Regarding my position that the current bank deposit contract does not fit the definition of FRB as Mr. Engel defines the term, it is offered:
…the entire plethora of Austrian works pointing the finger to our current Fractional Reserve system for our economic woes are entirely confused – for perhaps we don’t have an FRB system at all.
I will not get into a debate about the Austrian position; I do not believe it is this simple. I do believe that our current banking system is at the heart of our current economic woes – but it is the monopoly, not the practice of deposits and lending that is at the root.
Rest assured, I remain steadfast that ABCT is quite valid; the issue behind boom-bust is excess or artificial credit creation.
Now, define “excess” or “artificial.” I suggest excess or artificial can mean nothing more than credit created beyond that which is supportable by strictly free-market processes. Free markets don’t produce “excess” in any meaningful (“our economic woes,” suggesting national or international calamity) sense; in truly free markets, prices clear.
In other words, remove the monopoly (allow for truly free markets) and Austrian “busts” would be quite limited – both geographically and in scope. “Bust” will be nothing more than bankruptcies to individual entities based on poor or inaccurate entrepreneurial choices and decisions.
The validity of ABCT will serve as a warning against monopoly (or other means of governmental support) in banking and credit creation. Just remove the monopoly.
My next key point of emphasis / disagreement regards:
Hoppe argues that the problem with the free banking argument that today’s depository contract provides an example of a non-fraudulent FRB contract, lies with the contract itself in that the contract does not represent the actions of the two parties in fact. In other words, whereas the modern deposit contract appears to escape being a bailment contract, the action of the contract’s parties contradict this.
…if the nature of the demand deposit is that it is a debt, then the claim must be a title to a quantity of future money, not a present money, for the present money is presently under the ownership of the bank. And if this is the case, then the very idea that the money can be available on demand by the depositor contradicts the nature of the debt transaction itself.
Present money, future money, present money, future money. How much time must pass?
Now, there are a lot of words in between these two statements in Mr. Engel’s post, but what is being suggested is that for a creditor – debtor relationship to be proper (or valid or whatever similar term you like) there must be either a) a minimum term of time or b) perhaps a variable term after some minimum time period or notice period has lapsed.

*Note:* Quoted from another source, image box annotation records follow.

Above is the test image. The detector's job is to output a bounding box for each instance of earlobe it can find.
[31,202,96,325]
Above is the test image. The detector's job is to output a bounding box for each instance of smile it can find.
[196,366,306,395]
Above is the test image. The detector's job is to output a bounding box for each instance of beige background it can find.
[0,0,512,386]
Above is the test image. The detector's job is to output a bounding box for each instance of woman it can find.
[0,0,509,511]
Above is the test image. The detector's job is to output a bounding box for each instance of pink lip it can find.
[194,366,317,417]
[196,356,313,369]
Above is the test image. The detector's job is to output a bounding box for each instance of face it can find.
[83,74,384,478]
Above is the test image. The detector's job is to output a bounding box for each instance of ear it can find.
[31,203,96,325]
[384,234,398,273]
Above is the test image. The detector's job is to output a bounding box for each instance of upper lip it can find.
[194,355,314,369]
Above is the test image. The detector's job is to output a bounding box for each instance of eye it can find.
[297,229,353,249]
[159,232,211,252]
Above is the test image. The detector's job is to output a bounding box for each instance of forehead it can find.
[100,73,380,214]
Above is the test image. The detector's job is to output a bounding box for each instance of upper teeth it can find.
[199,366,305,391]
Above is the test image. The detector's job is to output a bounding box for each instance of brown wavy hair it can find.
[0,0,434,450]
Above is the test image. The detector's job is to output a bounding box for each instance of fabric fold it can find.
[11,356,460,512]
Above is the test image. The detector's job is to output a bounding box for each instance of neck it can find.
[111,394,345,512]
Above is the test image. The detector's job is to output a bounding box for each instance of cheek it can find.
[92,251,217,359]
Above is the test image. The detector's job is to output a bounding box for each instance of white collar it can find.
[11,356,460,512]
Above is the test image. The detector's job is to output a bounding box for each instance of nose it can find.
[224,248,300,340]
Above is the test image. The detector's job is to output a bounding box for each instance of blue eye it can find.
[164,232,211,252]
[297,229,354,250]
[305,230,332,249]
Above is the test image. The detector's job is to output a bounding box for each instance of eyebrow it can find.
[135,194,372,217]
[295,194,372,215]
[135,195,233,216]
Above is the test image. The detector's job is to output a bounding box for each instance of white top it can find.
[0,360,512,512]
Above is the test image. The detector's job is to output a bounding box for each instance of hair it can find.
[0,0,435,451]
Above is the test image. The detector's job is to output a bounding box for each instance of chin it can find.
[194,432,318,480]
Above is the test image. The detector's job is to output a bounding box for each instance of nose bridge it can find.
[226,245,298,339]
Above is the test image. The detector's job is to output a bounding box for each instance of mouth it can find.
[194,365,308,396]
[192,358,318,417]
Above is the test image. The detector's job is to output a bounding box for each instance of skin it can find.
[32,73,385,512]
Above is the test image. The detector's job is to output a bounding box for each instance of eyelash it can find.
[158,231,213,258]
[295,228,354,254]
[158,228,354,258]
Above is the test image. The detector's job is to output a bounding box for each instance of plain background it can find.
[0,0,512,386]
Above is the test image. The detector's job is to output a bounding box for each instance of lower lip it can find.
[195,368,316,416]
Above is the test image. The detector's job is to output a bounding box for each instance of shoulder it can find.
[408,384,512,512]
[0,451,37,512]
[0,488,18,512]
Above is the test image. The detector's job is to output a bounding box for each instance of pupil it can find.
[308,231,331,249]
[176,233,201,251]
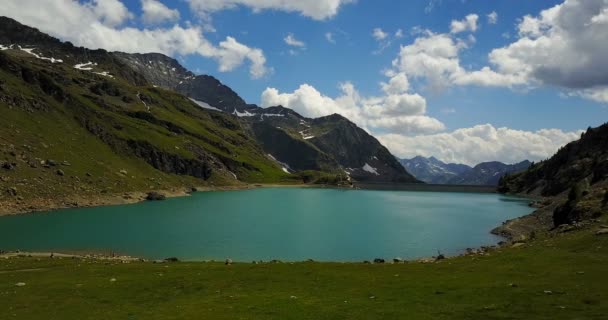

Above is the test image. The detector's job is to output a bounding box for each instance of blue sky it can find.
[119,0,608,131]
[0,0,608,164]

In other words, an instantly callable loan cannot be a loan; it must be deemed a bailment.
To which I ask, why?
However, in fact, as Hoppe points out,
the money depositor A receives from the bank B a claim to present money, rather than a debtor equity title.
It is a conditioned claim. I find no reason or (more importantly) a non-aggression-introducing manner to stop two parties from conditioning between them the control, use, and disposition of property.
It is not the case, as is claimed, that fraud (breach of contract) is committed only if B, the fractional reserve bank, is actually unable to fulfill all requests for redemption as they arise.
I don’t even claim that this is fraud. Not every “breach of contract” is a fraud. It is bankruptcy. I don’t even like the term “fraud” very much; let’s just say it can only be fraud if it is first a violation of the contract. For fraud, other additional factors must be present. Anyway, this practice isn’t even a violation of the contract; when the bank can’t make good on the withdrawal claim, it may very well be nothing more than poor entrepreneurial decision-making.
That’s enough. I think I will remain on my square as I have previously defined it; in the meantime, I thank Mr. Engel for his views.